New Nissan Micra gets the Electric Car Grant to match Renault 5 on price
The Micra starts from £21,495, rising to £28,365 for top models

Following in the footsteps of its sister car, the Renault 5, the new Nissan Micra EV has now qualified for the top tier of the Government’s Electric Car Grant, slashing its price by as much as £3,750.
The Nissan Micra is on sale now, priced from £21,495. Like the Renault 5, with which it shares the majority of its parts, the Micra is offered with two battery configurations: 40kWh and 52kWh. Only larger-battery models get the full Band 1 £3,750 grant, given their components are built in Renault’s sustainable factory in France. Entry-level 40kWh cars only get the £1,500 Band 2 discount.
Nevertheless, this means the Nissan electric supermini is priced identically to its R5 counterpart.

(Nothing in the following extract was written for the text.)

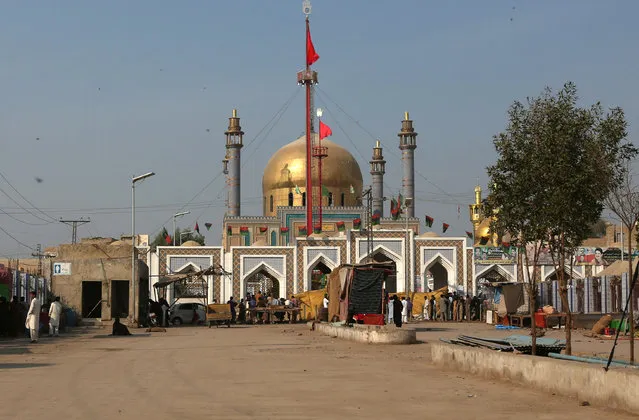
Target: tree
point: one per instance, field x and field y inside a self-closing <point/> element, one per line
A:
<point x="624" y="202"/>
<point x="557" y="164"/>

That said, the retro-styled Renault can still be had for around £20 less per month than the Micra on a lease via Auto Express’s Buy a Car service.
The Micra’s £21,495 base price gets you into the well-equipped 40kWh Standard Range Engage model. This, according to Nissan, is capable of up to 198 miles on the WLTP combined efficiency test and comes equipped with a 10.1-inch touchscreen and seven-inch digital instrument cluster featuring Apple CarPlay and Android Auto connectivity, a heat pump and rear parking sensors.

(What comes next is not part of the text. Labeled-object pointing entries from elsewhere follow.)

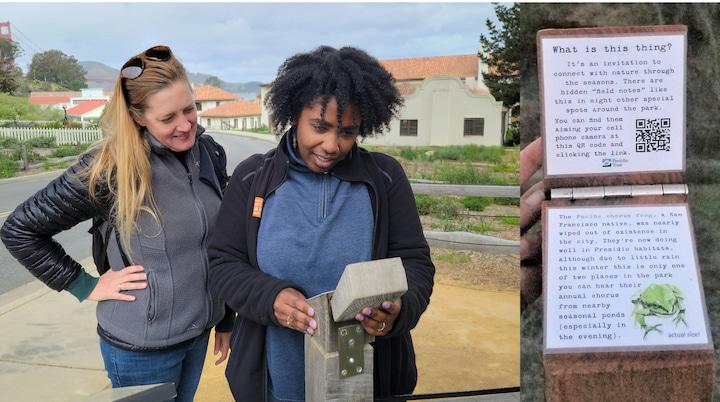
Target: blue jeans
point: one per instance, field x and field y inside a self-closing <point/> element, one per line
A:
<point x="180" y="365"/>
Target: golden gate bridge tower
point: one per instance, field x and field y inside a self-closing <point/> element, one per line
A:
<point x="5" y="31"/>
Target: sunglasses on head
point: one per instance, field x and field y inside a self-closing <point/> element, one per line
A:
<point x="134" y="67"/>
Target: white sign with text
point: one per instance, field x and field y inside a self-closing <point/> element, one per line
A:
<point x="622" y="277"/>
<point x="613" y="104"/>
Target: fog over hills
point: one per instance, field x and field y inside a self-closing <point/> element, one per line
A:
<point x="103" y="76"/>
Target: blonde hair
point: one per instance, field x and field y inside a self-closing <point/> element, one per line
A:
<point x="122" y="158"/>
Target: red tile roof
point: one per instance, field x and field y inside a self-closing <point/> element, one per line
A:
<point x="234" y="109"/>
<point x="84" y="107"/>
<point x="49" y="100"/>
<point x="210" y="93"/>
<point x="71" y="94"/>
<point x="480" y="90"/>
<point x="406" y="89"/>
<point x="441" y="66"/>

The mid-spec Advance model can be had with the smaller battery for £23,495, or the 260-mile 52kWh Extended Range unit for £2,000 extra. Advance trim adds e-Pedal one-pedal driving, adaptive cruise control, blind-spot monitoring, a larger, 10.1-inch instrument cluster, built-in sat-nav, ambient lighting, configurable drive modes, a centre armrest and a reversing camera.

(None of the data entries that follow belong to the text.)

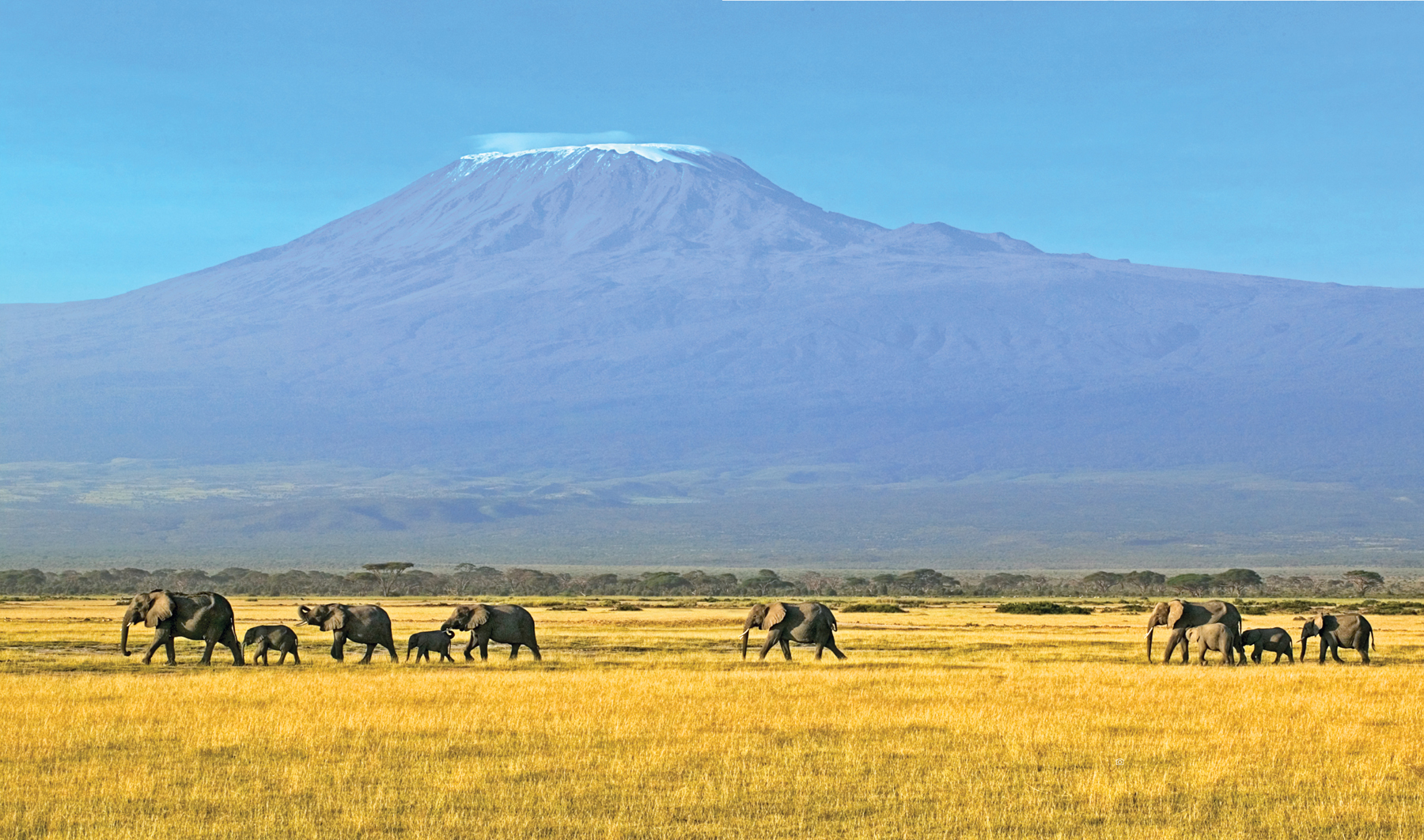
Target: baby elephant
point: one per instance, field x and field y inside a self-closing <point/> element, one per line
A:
<point x="1274" y="640"/>
<point x="423" y="642"/>
<point x="1214" y="637"/>
<point x="272" y="637"/>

Finally, the top-spec Micra Evolve (which is only available with the 52kWh battery) will set you back £28,365. That is roughly £1,400 more than the equivalent top-of-the-range Renault 5 Roland Garros+. To justify its hefty price, this gets heated front seats, a heated steering wheel, a nine-speaker Harman Kardon sound system and two-tone metallic paint (something that’s an optional extra on lower-spec cars).
The Nissan Micra is now the Japanese brand’s third model to qualify for the ECG; the Nissan Ariya gets the base £1,500 grant when specified in base 63kWh Advance trim, while all versions of the British-built Nissan Leaf get the full £3,750 grant.